Claro que nem todo mundo curte. O veterano produtor Just Blaze já comentou que "nem todos são bons ou capazes de fazer isso". Ou seja, tentar imitar Jay-Z sem ter o mesmo nível pode acabar soando como tentativa frustrada de freestyle.
No Brasil, o processo criativo no rap sempre foi muito ligado à escrita. Clássicos como Racionais MC's, GOG e Facção Central construíram suas narrativas na base da caneta afiada, num tempo em que os recursos eram escassos. Mas o cenário mudou. As batalhas de rima, os cadernos com frases soltas e a influência dos gringos transformaram o jeito de compor.
E o que dizem os nomes do rap nacional?

Para Negra Li, o punch-in já era usado como recurso pra quebrar bloqueios criativos, mas ela reconhece que certos temas pedem mais cuidado. "Eu não vou nunca criticar quem está fazendo, quem tá vencendo, quem está contrariando as estatísticas. É melhor essa pessoa estar usando da arte dela para fazer o seu dinheiro do que estar fazendo algo criminoso."

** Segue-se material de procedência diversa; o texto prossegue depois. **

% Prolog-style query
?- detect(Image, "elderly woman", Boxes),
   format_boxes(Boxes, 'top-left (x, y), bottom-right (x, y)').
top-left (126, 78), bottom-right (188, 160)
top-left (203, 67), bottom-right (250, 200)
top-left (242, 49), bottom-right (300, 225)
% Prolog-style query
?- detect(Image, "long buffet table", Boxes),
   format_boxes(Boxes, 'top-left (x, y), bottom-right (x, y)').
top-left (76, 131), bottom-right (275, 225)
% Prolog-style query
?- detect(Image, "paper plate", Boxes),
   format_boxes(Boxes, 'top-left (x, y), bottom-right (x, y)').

Já Major RD encara o estúdio como um campo de batalha onde a emoção do momento vira verso. Inspirado por Slipknot e Kiss, ele curte soltar as rimas ali na hora, com energia crua. Ele também vê nas batalhas de rima e até em exercícios inusitados — como improvisar dublagens com filmes no mudo — formas de afiar a técnica. "As minhas músicas 'só rock', todas as três são músicas completamente zoeira... Mas aí se você prestar atenção, em algum momento vai ter uma crítica, sobre o presidente, polícia, ou governo", diz.
Para ele, o novo público de rap quer se ver nas letras — nem sempre ligadas à crítica social: "Eles consomem mais esse tipo de rima porque eles se identificam mais com esse estilo de vida. Eles não vivem o caos que a gente vive na favela. Essa galera nova... a playboyzada."

Brocasito, por sua vez, veio da cena underground da Bahia e encontrou no punch-in uma forma libertadora de criação. Ele começou cedo e, como muitos, contou com softwares pirateados pra gravar as primeiras faixas. "Acho que flui melhor: você grava na hora pelo celular, sem muita complicação. É só você ter ali e ter a vibe do seu som e o que você quer passar."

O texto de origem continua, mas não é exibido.